Rhetorical Answer
David Denby pans the latest Transformers in The New Yorker. I haven't seen the film, and doubt I will, but Denby's rhetorical question at the end doesn't make much sense.
In the middle of the battles, the American military, in the form of recruiting-poster scrambles in the Egyptian desert, joins the creatures in destroying the Pyramids and other temples, columns, and monoliths. It’s all a rambunctious movie lark, of course, but if you were an Egyptian wouldn’t you be a little annoyed by the casual imperial thwacking of sacred places?
The answer is no. Action films like Transformers are popular around the world, and I bet Egyptians think it's cool to see their corner of the planet take part in an inter-stellar battle. Lord knows we've seen other landmarks attacked or threatened in movies--the Statue Of Liberty, the White House, the Eiffel Tower, the Vatican and so on. It's all part of the fun. In fact, the Pyramids have already been attacked in the satirical Team America.
Denby has been offended by the politics of action films before. That's silly enough. But does he really need to get offended on behalf of other people who can take a joke better than he can?
3 Comments:
Maybe Egyptians don't like New Yorker's telling them how to feel.

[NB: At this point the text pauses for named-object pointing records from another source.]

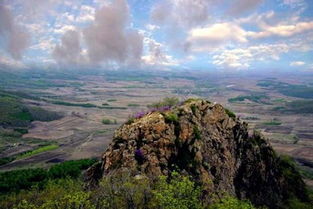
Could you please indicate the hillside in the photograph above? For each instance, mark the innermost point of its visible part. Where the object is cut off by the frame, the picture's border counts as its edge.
(207, 142)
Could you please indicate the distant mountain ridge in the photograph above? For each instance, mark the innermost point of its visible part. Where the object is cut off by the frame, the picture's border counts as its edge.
(207, 142)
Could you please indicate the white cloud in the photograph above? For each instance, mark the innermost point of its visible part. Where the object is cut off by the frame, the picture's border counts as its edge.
(17, 38)
(87, 14)
(181, 13)
(239, 7)
(152, 27)
(44, 44)
(208, 38)
(64, 28)
(297, 63)
(11, 63)
(243, 57)
(283, 30)
(156, 55)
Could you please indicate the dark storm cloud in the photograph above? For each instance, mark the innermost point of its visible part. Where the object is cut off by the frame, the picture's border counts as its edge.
(108, 39)
(13, 34)
(69, 51)
(239, 7)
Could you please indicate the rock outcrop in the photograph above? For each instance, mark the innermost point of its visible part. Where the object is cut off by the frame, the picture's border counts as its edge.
(207, 142)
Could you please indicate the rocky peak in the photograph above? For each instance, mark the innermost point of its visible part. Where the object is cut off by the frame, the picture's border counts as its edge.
(207, 142)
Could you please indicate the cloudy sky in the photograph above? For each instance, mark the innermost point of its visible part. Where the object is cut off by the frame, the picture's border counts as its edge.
(157, 34)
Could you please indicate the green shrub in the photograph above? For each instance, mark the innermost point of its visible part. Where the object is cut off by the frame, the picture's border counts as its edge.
(107, 121)
(230, 113)
(231, 203)
(171, 117)
(179, 192)
(193, 108)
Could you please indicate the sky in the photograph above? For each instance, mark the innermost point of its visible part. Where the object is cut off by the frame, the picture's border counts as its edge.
(157, 34)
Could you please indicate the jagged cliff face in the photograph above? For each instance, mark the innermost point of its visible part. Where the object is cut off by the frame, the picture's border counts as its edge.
(205, 141)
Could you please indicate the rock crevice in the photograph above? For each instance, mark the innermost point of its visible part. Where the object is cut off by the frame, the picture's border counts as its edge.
(205, 141)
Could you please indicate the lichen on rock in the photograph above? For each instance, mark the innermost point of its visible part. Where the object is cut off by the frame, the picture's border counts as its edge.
(205, 141)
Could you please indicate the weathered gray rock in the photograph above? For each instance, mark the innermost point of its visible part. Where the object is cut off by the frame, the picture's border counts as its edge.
(203, 140)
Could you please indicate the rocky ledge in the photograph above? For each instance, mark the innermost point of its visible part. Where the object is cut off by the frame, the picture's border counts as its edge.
(207, 142)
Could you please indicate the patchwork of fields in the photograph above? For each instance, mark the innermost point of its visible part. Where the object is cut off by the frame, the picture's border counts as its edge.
(73, 115)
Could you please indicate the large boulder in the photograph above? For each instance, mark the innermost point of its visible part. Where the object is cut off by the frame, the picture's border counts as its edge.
(206, 141)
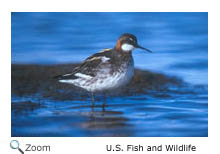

Also, the last Egyptians who considered the pyramids "sacred places" converted to Christianity 1800 years ago.
The Christians ignored the old pyramids and burned the library of magical texts. A few centuries later, the Muslims burned the main library at Alexandria. And then nobody paid any attention to the pyramids (except as a convenient place to loot old valuables) until the French arrived in 1798.
Only Western neopagans and New Agers think of the pyramids as sacred places today.
You're leaving out the story of how Napoleon saw the Sphinx was black so blew odd its nose, because everyone knows denying dark Africans any credit for greatness millenia ago was central to his campaign.